After the traditional sound of Three Chords And The Truth had failed to break Sara at radio, there was some modification and a slightly smoother, glossier sound for her second album in 1998, but without breaking away completely from her traditional roots by any means. The production chair passed from Pete Anderson to Norro Wilson and Buddy Cannon, a partnership with experience on both pure country and pop-country sides of the fence and a track record creating hits.

Leadoff single, the insistent mid-tempo Jamie O’Hara song ‘Cryin’ Game’, did no better than its predecessors, but it is a good pop-country song with a fine vocal as Sara tells a lover he’d better treat her right or she’ll be gone. I think Jamie (formerly half of the O’Kanes duo in the late 80s) sings backing vocals here.

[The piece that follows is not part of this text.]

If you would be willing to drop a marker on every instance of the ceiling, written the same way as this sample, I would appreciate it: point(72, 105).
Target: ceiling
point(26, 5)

The long-awaited breakthrough came for Sara when the title track, an impressive ballad co-written by Sara herself with Tom Shapiro and Tony Martin, was selected as the next single. It was a #1 smash hit. A delicately subdued opening leads to a big chorus, with Vince Gill prominent on harmony.

Disappointingly, the third and last single, Sara’s last release of the 90s, ‘Fool, I’m A Woman’, which she wrote with Matraca Berg, was less successful, failing to reach the top 30.  It is another contemporary-sounding song, but an engagingly peppy one about a woman’s prerogative to change her mind about love, addressed to a boyfriend treating her badly.  I think this is the track featuring Martina McBride on backing vocals, although Martina is very low in the mix and is basically indistinguishable.

Altogether, Sara co-wrote almost half the material on this album, including the very traditional country gospel ‘There’s Only One’, which she wrote with the brilliant Leslie Satcher.  Closely banked female harmonies (possibly from Sara’s sisters) help this track close the set on a high as she declares God’s love is the only thing that matters.  Although the song itself is not as memorable, I also love the traditional sound of the lost-love ‘These Days’, which Sara wrote with Billy Yates, and on which Alison Krauss sings prominent harmony.